I really can't remember any of the other gifts from that Christmas. My family is notoriously overextravagant at the holidays. What sticks in my mind was getting a doll and a little cradle to keep her in...and my brother (three years older) getting a science kit! It was the most magical thing I'd ever seen. All those times I'd been forced to clean my baby powder/water/Vasoline concoctions from the bathroom sink would be worth it if I could just get one of them. Or if I could be able to play with this one. I lusted after that science kit in a way I would not lust after anything for over a decade to come.
Of course, the science kit was strictly verboden! It's tough, when you're five, to broker a deal with your 8 year-old brother when all you have to offer in trade is a doll and cradle. Not even a decent aggie. Not even a penknife.
I think that science kit still graces the dusty hallows of my parents' attic crawl space. I bet my brother never did more than one or two of the experiments. Meanwhile, I toiled over the sink on a regular basis, Ajax cleanser in hand, cleaning up the remains of my childish and amateur efforts.
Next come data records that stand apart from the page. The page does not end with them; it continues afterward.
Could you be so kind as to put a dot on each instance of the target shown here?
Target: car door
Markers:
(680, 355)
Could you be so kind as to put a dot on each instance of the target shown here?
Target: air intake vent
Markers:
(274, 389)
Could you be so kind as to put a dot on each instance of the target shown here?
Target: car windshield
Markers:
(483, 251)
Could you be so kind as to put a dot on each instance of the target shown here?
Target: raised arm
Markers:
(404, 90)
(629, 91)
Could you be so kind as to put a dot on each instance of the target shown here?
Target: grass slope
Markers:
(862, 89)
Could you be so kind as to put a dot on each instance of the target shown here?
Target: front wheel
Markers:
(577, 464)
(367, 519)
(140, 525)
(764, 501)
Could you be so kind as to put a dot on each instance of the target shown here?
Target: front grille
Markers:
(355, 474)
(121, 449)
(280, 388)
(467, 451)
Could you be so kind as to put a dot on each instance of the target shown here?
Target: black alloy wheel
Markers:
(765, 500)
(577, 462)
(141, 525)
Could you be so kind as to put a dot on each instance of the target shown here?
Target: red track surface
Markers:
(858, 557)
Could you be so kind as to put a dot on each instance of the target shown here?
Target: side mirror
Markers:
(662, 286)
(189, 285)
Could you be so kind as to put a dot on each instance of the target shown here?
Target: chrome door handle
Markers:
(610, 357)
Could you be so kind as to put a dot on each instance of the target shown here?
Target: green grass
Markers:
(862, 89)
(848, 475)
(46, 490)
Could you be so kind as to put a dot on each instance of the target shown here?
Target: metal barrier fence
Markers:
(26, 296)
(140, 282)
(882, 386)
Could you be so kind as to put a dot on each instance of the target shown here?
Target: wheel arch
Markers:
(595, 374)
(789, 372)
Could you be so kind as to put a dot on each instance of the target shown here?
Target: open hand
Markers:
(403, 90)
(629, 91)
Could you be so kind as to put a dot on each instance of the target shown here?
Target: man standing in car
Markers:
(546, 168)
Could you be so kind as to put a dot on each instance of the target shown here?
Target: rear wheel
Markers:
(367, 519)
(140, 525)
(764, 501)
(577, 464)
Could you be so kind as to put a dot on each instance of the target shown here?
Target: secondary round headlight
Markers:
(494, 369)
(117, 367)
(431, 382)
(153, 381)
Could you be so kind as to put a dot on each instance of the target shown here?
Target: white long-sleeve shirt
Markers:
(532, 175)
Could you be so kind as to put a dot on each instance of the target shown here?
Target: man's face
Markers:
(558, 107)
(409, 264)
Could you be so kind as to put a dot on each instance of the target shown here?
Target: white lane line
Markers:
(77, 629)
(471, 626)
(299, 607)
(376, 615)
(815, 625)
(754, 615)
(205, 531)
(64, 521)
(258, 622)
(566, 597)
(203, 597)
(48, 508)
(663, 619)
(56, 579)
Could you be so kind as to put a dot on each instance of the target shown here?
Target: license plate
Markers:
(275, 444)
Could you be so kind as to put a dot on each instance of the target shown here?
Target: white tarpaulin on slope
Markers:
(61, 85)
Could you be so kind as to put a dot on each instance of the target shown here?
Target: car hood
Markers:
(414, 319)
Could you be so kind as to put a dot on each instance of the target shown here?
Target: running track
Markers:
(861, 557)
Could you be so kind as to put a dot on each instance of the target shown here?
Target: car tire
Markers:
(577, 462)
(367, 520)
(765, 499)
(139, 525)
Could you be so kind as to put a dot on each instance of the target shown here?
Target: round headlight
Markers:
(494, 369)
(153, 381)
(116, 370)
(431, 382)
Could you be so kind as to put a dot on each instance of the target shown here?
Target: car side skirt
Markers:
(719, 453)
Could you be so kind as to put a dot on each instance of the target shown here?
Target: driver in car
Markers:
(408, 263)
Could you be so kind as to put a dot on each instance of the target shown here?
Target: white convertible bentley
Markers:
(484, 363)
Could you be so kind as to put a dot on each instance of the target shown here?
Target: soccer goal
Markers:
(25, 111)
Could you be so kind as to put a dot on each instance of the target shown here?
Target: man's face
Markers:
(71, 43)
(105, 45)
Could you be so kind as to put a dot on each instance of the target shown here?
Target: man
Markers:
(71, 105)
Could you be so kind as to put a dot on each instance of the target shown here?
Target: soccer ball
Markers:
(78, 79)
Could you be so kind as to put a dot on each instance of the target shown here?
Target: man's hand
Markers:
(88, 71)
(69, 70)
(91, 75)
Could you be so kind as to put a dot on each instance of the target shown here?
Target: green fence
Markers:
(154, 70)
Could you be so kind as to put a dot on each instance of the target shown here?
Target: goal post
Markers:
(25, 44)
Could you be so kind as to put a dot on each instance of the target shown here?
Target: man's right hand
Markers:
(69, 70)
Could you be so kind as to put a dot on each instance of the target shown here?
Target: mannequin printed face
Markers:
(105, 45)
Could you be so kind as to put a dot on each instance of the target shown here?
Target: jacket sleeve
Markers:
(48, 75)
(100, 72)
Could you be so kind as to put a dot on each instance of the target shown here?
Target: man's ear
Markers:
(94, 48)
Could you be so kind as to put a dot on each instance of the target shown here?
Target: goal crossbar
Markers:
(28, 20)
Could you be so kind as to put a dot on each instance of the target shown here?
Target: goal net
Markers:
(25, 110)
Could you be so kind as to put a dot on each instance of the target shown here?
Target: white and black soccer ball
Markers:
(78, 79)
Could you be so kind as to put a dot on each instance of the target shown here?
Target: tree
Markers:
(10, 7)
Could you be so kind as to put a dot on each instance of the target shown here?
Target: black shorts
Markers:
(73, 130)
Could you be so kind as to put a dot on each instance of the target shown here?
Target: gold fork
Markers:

I found other things to lust after...love, sex, knowledge, experience... but nothing has ever substituted for that science kit, my first, great loss. Is it any wonder I wanted my Barbie to be a sub? After all, isn't that what I was taught all my life. (Wow, where'd that come from?)
I don't play with Barbies anymore. Really, I don't. I still have them all, though, tucked away in a Rubbermaid (tm) container in my storage unit along with my Chatty Cathy. Now I prefer to play with real humans rather than plastic ones. I've never played, in real life, the games Babrie and Ken played under my sheets when I was a kid. I've sometimes wondered if I should or could or would ever dare. Mostly, I don't think I've ever come to trust anyone enough. And, frankly, I'm not sure I really want to put that much of myself in someone else's hands. But I do get a lot of enjoyment from soft porn bondage.
All this, from dolls and cradles and a lamented science kit.
Technorati tags: adolescence / bitchy / bondage / feminism / growing up / life / men / self-awareness / sex / sexism / sexuality / women
2 Comments:
My Barbie was also single, career-focused and shag-crazy. Fortunately she was able to own a convertible and a townhouse while her fuck buddy GI Joe lived in a shoebox on the otherside of town and had to lay around all day waiting for Barbie's booty call. Ah... the simple joys of childhood.
Do you really think GI Joe minded laying around all day waiting to get laid? Doesn't sound like such a bad life to me. And GI Joe ruled. Unlike Ken, he was bendable and he carried a more impressive, though still non-functional, package.